Anyway, not solved, just a different problem. When I correct DISPLAYMANAGER,
nothing comes up, no X, no XDM, no KDM.
If I enter "kdm" in bash, with no X, it starts X and brings up KDM.
I'm sure under 2004.3 I changed the run level in /etc/inittab, however
3,4,& 5 are all "default" and I don't understand where X is started.

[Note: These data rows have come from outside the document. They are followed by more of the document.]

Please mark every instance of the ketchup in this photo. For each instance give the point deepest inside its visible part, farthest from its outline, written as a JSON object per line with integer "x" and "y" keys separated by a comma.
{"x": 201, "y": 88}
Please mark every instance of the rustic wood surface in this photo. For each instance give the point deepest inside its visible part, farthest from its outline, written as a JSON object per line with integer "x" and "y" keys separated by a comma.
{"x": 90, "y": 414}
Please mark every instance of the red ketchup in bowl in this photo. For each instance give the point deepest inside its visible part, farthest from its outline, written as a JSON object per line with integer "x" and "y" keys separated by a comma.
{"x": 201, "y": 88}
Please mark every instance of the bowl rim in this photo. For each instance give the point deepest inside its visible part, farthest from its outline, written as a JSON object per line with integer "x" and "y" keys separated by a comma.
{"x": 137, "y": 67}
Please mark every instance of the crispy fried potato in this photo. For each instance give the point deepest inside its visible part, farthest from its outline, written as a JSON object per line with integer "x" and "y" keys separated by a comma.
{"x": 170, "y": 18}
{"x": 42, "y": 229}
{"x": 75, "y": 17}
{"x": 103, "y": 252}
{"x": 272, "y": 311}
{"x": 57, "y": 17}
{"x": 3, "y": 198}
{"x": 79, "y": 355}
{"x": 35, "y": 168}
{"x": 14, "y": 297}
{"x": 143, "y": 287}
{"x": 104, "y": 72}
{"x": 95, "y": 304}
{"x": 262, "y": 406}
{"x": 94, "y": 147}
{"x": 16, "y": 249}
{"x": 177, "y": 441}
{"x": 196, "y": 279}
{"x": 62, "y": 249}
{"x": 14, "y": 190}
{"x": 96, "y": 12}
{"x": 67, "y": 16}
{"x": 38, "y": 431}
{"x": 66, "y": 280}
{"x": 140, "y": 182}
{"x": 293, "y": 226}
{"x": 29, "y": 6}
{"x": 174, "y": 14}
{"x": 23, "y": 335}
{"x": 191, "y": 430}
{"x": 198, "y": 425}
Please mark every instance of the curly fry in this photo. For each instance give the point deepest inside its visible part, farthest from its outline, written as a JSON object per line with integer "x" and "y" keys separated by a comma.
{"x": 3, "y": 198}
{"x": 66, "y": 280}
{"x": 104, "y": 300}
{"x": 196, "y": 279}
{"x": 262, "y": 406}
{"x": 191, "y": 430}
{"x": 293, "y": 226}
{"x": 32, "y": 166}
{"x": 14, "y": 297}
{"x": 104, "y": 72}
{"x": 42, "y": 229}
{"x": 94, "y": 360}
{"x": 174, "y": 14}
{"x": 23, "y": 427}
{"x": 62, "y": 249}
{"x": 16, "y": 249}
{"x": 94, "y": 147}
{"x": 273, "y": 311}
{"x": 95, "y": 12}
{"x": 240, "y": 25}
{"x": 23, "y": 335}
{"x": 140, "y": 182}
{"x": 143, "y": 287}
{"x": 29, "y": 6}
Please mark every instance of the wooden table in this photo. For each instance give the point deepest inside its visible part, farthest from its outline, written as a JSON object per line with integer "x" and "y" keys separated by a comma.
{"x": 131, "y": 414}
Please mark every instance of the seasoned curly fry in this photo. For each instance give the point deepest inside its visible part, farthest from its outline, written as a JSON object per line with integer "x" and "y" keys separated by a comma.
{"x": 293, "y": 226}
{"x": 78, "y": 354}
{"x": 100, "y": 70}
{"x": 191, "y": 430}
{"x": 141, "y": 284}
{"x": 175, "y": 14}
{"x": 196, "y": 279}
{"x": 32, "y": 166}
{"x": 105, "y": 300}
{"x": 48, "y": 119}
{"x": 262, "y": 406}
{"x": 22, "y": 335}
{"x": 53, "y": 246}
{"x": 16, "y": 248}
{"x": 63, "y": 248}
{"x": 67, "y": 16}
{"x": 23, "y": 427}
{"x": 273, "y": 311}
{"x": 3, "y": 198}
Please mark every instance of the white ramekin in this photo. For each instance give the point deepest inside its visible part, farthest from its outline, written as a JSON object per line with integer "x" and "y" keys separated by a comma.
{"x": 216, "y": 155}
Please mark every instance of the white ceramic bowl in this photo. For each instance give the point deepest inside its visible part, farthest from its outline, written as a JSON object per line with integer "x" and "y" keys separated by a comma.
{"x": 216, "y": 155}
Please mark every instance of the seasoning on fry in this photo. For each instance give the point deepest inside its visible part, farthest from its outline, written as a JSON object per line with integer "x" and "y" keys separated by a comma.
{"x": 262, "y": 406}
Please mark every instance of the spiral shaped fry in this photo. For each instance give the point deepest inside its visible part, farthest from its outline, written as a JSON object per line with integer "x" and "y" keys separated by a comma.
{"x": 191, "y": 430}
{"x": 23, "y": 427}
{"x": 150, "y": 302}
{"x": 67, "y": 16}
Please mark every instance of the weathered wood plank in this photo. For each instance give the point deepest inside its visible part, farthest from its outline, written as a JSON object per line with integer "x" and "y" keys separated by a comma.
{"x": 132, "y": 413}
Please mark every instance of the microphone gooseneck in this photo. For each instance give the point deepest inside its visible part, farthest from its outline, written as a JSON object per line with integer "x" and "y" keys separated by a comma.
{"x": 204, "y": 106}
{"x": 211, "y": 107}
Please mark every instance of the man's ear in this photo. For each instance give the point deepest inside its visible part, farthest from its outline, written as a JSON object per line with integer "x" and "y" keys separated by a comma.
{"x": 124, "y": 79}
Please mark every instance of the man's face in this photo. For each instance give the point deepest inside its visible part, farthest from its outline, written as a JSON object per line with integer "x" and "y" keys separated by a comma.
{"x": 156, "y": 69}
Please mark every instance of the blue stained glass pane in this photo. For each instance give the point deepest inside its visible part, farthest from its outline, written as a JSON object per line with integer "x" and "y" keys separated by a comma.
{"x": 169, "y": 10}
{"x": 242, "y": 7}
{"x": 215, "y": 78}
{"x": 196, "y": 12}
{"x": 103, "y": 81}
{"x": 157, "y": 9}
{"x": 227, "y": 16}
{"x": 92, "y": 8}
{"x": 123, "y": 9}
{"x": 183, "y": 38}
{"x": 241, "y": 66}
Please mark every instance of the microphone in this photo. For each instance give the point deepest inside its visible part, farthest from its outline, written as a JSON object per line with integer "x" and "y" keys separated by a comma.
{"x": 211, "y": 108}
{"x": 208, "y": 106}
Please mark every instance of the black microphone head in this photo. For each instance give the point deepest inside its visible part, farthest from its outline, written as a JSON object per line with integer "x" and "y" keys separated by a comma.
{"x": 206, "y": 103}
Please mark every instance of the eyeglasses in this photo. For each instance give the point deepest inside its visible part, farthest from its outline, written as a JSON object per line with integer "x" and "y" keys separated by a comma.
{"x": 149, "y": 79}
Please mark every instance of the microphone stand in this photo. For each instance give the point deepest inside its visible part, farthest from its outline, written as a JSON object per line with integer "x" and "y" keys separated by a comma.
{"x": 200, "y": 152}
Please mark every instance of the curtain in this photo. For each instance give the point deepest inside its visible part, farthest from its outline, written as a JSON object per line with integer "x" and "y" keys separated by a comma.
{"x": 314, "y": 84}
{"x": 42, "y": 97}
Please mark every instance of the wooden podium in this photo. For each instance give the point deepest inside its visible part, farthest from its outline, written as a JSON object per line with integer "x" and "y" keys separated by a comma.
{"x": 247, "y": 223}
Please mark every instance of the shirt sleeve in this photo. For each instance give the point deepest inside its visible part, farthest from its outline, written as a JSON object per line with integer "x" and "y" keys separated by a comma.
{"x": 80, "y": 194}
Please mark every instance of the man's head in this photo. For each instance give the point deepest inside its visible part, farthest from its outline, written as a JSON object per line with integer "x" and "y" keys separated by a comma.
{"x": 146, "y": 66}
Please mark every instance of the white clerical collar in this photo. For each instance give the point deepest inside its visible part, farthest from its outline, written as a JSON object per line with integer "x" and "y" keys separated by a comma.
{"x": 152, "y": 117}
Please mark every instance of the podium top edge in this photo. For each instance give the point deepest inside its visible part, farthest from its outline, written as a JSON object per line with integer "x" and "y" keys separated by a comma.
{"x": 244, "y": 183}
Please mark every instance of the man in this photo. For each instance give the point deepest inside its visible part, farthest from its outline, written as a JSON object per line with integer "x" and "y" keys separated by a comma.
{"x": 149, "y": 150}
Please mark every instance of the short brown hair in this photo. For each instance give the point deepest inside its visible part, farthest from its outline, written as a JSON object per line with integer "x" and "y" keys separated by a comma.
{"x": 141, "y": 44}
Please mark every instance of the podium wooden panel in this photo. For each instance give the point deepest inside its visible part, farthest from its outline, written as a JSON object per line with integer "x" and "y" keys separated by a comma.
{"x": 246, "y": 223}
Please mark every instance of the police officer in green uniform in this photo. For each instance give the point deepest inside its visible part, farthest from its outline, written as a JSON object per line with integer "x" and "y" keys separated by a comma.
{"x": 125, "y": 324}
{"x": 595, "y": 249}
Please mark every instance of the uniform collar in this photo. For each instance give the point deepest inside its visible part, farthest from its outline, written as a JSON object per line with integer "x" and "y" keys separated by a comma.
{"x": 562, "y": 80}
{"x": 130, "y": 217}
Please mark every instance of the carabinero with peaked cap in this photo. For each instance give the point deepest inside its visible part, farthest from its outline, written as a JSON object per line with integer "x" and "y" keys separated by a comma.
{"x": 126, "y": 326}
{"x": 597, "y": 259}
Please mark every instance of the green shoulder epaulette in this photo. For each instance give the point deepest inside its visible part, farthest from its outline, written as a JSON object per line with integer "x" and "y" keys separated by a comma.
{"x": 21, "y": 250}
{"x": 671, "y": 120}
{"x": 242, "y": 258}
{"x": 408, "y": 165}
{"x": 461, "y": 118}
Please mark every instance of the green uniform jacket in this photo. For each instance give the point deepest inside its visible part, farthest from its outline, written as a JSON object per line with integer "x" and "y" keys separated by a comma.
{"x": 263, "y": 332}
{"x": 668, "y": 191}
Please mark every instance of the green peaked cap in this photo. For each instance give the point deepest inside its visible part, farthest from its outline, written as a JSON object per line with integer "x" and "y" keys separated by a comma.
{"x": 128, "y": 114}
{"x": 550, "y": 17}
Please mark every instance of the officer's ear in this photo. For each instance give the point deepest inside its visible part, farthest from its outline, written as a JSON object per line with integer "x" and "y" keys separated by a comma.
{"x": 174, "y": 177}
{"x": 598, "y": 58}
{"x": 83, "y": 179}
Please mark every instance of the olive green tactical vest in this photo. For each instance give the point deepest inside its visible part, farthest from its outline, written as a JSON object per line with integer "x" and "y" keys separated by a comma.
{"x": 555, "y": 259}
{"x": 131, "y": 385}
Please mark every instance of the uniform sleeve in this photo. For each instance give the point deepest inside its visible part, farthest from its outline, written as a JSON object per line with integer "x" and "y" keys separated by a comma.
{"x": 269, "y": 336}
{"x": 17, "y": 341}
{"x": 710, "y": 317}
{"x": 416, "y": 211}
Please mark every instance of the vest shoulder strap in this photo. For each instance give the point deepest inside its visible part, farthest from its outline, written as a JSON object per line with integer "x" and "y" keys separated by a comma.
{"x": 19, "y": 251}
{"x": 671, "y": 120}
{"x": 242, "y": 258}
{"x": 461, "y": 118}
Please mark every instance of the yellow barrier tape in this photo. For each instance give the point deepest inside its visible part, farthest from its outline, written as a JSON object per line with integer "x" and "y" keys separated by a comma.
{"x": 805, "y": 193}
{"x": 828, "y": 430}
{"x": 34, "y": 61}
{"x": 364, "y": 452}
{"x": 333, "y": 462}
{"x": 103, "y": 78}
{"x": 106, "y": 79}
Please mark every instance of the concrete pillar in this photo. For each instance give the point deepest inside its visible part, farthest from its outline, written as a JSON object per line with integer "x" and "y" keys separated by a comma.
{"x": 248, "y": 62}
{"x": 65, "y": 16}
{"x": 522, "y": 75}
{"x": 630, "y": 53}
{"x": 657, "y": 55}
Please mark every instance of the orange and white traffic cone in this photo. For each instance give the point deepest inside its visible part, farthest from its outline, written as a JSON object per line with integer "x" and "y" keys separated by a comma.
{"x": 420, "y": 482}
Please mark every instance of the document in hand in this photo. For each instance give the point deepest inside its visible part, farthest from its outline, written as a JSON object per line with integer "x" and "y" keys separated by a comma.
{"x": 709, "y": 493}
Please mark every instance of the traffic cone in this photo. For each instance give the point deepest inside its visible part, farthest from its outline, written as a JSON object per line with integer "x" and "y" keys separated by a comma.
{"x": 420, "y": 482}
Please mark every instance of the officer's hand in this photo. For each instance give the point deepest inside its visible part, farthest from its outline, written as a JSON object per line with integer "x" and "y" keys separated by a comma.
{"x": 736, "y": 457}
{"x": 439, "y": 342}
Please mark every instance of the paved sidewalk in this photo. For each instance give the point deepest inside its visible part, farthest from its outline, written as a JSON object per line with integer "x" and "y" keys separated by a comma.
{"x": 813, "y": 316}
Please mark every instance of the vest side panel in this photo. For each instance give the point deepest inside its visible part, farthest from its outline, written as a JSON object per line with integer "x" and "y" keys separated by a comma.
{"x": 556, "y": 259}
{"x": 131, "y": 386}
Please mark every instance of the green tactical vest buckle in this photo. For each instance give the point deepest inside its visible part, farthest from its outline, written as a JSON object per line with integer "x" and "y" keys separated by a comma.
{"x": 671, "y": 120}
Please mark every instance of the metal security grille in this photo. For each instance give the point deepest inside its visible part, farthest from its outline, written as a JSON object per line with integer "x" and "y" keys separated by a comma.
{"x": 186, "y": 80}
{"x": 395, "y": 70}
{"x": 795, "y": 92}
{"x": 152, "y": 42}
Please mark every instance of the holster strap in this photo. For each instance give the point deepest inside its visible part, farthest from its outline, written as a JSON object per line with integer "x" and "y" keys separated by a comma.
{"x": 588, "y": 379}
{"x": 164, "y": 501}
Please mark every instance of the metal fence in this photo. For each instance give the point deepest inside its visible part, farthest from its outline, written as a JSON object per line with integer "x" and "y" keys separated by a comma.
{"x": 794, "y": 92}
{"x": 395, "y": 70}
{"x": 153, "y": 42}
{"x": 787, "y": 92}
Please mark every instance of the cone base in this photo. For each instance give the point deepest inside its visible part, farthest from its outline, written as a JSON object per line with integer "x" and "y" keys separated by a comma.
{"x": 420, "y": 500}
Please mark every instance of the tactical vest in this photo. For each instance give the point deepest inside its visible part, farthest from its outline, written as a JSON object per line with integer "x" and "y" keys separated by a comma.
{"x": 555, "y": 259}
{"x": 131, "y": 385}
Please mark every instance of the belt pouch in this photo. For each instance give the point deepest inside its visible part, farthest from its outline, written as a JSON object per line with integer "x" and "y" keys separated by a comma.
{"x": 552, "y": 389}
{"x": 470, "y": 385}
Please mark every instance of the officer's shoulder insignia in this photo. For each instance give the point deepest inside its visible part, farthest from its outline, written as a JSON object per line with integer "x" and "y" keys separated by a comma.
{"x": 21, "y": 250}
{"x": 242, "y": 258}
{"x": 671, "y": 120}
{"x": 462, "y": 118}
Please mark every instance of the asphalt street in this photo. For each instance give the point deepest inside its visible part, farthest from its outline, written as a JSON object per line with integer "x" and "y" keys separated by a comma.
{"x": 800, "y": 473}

I'd create my own /etc/init.d/kdm module if it weren't for the hoops
xdm seems to have to run thru with its special "a" runlevel. I've
debugged /etc/X11/startDM.sh
${svcdir} is fine and ${svcdir}/options/xdm/services has /usr/bin/kdm.
If I do
$ /sbin/start-stop-daemon --start --exec /usr/bin/kdm
it exits with 0 but doesn't start anything. If I
$ . /etc/X11/startDM.sh
It gives a non-specific error message "ERROR: could not start the
Display Manager..."

The only errors I can see in /var/log/Xorg.o.log are
(EE) Unable to locate/open config file
(EE) open /dev/fb0: No such device
The first one has always come up (it loads a default config file later),
and the second is a lie:
# file /dev/fb0
/dev/fb0: character special (29/0)

I tried setting XSESSION again, which gave me "setting up kdm..." in
the startup messages, but did not start kdm.